# Calculating the temperature in Creutz algorithm

Creutz algorithm is, as far as I know, a less popular Monte Carlo algorithm than the Metropolis algorithm - both are statistical mechanics algorithms.

In one of his papers, Creutz shows his algorithm applied on the Ising model. In the Creutz algorithm a "demon" is used, which can take or give energy to the system. The distribution of the energy of this demon follows the Boltzmann distribution.

Creutz argues that it is "easy" to get the temperature: just calculate the average energy of the demon and get the temperature from there. However, I don't see how this is easy...

# The problem: Calculating $\beta$ from the Boltzmann distribution

The average energy is given by:

$$<E>=\sum_s E_sP(E_s)$$

Because this follows the Boltzmann distribution we have:

$$P(E_s) = \frac{1}{Z}\exp(\frac{-E}{kT})$$

Where Z is the normalization factor. Plugging this back in the first equation:

$$<E> = \frac{\sum_s E_s \exp(\frac{-E_s}{kT})}{\sum_s \exp(\frac{-E_s}{kT})}$$

I don't see how this is easy to invert in order to get T. If there are two energies available I cannot find an analytic expression.

# Creutz expression for $\beta$

In the paper describing his algorithm, Creutz derives an expression: (equation 8 in the paper)

$$\beta = \frac{1}{4} \log(1+\frac{4}{<E>})$$

$\beta$ is the inverse temperature. Also, quoting Creutz: "For a continuous system where the energy can take any positive value, this simplifies to:" (equation 9 in the paper)

$$\beta = \frac{1}{<E_d>}$$

Here $E_d$ is the energy of the demon.

I don't understand how this expression is derived. I have the feeling the equipartition theorem is used.

Creutz has also written a paper on the 3D Ising model where he has also included the Fortran source code of the program.
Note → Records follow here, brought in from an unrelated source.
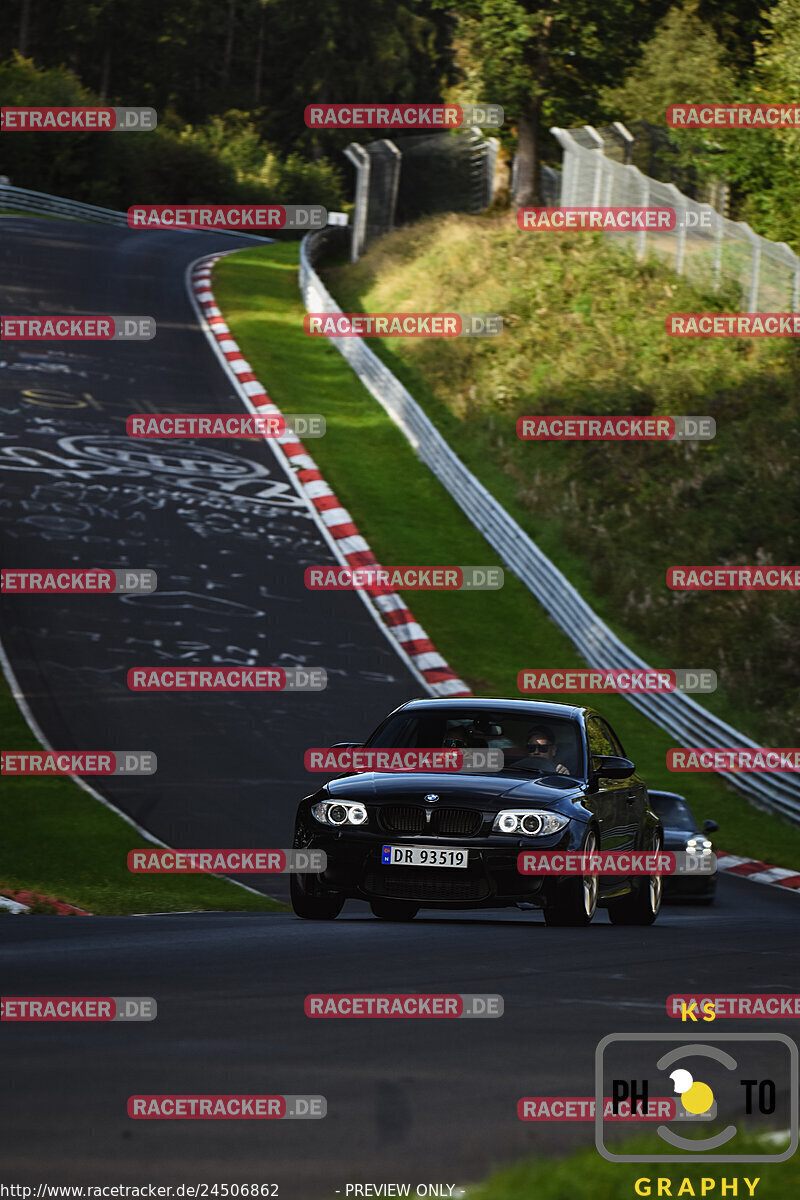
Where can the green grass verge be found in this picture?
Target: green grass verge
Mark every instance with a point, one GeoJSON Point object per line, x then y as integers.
{"type": "Point", "coordinates": [584, 334]}
{"type": "Point", "coordinates": [408, 517]}
{"type": "Point", "coordinates": [585, 1175]}
{"type": "Point", "coordinates": [59, 841]}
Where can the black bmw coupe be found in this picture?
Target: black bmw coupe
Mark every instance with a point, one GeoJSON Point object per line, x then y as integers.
{"type": "Point", "coordinates": [410, 840]}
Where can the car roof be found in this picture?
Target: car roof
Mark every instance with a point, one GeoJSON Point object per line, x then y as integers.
{"type": "Point", "coordinates": [534, 707]}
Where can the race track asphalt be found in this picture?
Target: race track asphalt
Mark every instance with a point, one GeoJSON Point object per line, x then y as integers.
{"type": "Point", "coordinates": [217, 520]}
{"type": "Point", "coordinates": [417, 1101]}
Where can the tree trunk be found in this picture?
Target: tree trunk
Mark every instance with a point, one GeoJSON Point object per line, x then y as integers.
{"type": "Point", "coordinates": [259, 57]}
{"type": "Point", "coordinates": [24, 24]}
{"type": "Point", "coordinates": [106, 73]}
{"type": "Point", "coordinates": [229, 43]}
{"type": "Point", "coordinates": [527, 185]}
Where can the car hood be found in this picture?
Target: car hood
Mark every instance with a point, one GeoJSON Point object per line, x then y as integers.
{"type": "Point", "coordinates": [471, 790]}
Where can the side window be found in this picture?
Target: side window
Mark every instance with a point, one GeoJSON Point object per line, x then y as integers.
{"type": "Point", "coordinates": [599, 737]}
{"type": "Point", "coordinates": [613, 739]}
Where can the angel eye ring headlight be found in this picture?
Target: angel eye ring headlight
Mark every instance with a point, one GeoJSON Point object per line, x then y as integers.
{"type": "Point", "coordinates": [340, 813]}
{"type": "Point", "coordinates": [529, 822]}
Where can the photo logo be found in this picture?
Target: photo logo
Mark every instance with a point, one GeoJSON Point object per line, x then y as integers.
{"type": "Point", "coordinates": [726, 1075]}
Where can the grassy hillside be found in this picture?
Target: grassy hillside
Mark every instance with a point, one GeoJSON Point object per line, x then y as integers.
{"type": "Point", "coordinates": [584, 334]}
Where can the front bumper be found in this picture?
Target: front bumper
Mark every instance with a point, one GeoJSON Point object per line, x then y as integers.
{"type": "Point", "coordinates": [489, 880]}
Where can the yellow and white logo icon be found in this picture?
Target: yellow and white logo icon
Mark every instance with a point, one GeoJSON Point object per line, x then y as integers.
{"type": "Point", "coordinates": [697, 1098]}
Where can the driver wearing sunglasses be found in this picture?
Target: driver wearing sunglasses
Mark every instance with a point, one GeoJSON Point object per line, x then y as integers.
{"type": "Point", "coordinates": [541, 749]}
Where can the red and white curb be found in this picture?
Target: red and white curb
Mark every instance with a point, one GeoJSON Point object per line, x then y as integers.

The BETA function calculates the inverse temperature from an average energy E. (Note that this function might only be valid for the 3D Ising model)

# Questions

Main question: How do I get $\beta$ from a Boltzmann distribition?

Follow up question about implementation: If I have multiple demons and want to calculate the temperature of the system, should I take the distributions (over "time") of all demons?

• Good grief that code is horrible. Neglecting the fact that it's FORTRAN77 (since it was from '83), you have unoptimized statement functions and bisection method to find the root of a function. – Kyle Kanos Aug 10 '17 at 13:09

$$P(E) = \frac{\exp(-\beta E)}{Z(\beta)},$$ where $Z(\beta)$ is a normalization factor.
If $E$ can be any positive real number, this is the exponential distribution with parameter beta, and actually $$P(E) = \beta \exp(-\beta E).$$ The expectation value for an exponential distribution yields: $$\mathbb{E}\left[P(E)\right]=\frac{1}{\beta}$$
To derive Eq.(8), you have to notice that for the Ising Hamiltonian, the demon's energy can take only values that are positive integers and multiple of 4. In other words $$P(E) = \begin{cases} \frac{1}{Z\left(\beta\right)}\exp\left(-\beta E\right) & \text{if }E=4k\text{ with }k\geq0 \\ 0 & \text{otherwise}\end{cases}$$ Then a computation of the expectation value $\langle E\rangle$ of this distribution yields the relationship (8).